Com um estilo que “anda entre o ensaio e a ficção”, nas palavras de Heitor Ferraz, Julián Fuks, que foi aluno de Kucinski quando este ministrava aulas de jornalismo, falou muito sobre seu último livro, A resistência (2015). O tom de relevância política, que o levou a começar a escrever, continua presente, porém, entremeado de memórias de seus laços com seu irmão adotivo e da vinda de sua família para o Brasil na década de 1970, quando fugiam da ditadura na Argentina.

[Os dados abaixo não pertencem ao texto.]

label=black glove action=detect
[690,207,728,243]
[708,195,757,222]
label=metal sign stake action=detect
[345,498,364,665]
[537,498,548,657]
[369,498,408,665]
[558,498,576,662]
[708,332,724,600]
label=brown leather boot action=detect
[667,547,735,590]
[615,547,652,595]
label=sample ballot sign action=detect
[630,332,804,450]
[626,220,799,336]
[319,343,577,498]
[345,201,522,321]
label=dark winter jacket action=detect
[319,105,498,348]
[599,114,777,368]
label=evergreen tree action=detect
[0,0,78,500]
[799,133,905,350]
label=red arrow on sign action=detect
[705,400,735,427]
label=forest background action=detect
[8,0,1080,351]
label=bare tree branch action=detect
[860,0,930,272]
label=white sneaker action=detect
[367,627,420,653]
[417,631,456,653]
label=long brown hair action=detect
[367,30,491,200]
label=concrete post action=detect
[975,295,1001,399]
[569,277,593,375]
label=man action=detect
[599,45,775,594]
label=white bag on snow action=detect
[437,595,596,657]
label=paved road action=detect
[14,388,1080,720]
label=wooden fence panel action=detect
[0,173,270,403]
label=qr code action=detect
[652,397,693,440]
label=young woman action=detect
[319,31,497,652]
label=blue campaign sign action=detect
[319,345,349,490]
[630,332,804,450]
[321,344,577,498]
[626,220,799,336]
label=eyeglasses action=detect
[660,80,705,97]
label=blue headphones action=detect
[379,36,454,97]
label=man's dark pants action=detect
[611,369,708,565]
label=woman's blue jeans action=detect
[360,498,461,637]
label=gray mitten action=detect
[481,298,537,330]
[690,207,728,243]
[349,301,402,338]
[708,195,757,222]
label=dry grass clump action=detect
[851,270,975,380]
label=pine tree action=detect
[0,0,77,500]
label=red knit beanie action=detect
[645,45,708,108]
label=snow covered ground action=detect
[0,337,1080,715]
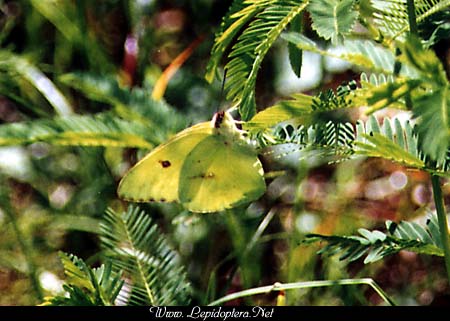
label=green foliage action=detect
[266,111,450,177]
[207,0,307,120]
[304,215,444,264]
[100,206,190,305]
[308,0,358,44]
[0,113,151,148]
[60,72,186,144]
[371,0,450,39]
[43,252,124,306]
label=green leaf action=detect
[308,0,358,45]
[413,86,450,163]
[42,252,124,306]
[371,0,450,39]
[205,0,264,83]
[288,15,303,78]
[212,0,307,120]
[100,206,190,305]
[303,215,444,264]
[281,32,417,78]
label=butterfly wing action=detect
[179,134,266,213]
[118,122,212,202]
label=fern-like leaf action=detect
[60,72,187,144]
[209,0,307,120]
[0,113,152,148]
[258,109,450,177]
[304,215,444,264]
[100,206,190,305]
[308,0,358,45]
[43,252,124,306]
[281,32,417,78]
[371,0,450,39]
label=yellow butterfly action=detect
[118,111,266,213]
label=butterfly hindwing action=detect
[118,123,211,202]
[179,134,265,212]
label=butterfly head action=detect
[211,111,246,138]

As perguntas a Kucinski debruçaram-se principalmente sobre suas duas últimas obras, K (2013) e Os Visitantes (2016). Livros que tem como tema o desaparecimento real de sua irmão durante a ditadura militar. Jornalista há anos, ele estreou como ficcionista há pouco tempo, e passou a usar temas verídicos há menos tempo ainda, em um “momento de olhar para coisas mais essências, pessoais de minha vida”, como contou.

Duas questões centrais percorreram todo o debate, conectando a produção de Fuks e Kucinski: o uso de vivências profundas para fazer ficção e a temática bem próxima de ambos. Para o autor de A resistência, a divisão entre ficção e realidade é ambígua: “A memória é sempre falha, equívoca, e acaba virando ficção quando é colocada no papel”, mas, “vira uma realidade na medida em que a narrativa é vivenciada”.

Ele acredita que “são nos hibridismos contemporâneos que toda ambiguidade da narrativa aflora”. Kucinski, que navegou com muita desenvoltura entre memória e ficção em seus livros, acredita que isso é uma forma de “voltar para você mesmo”. Apontou em seu anos de jornalismo uma prática que o ajudou a lidar com a linguagem ao mesmo tempo em que criava uma “camisa de força racionalista cartesiana”.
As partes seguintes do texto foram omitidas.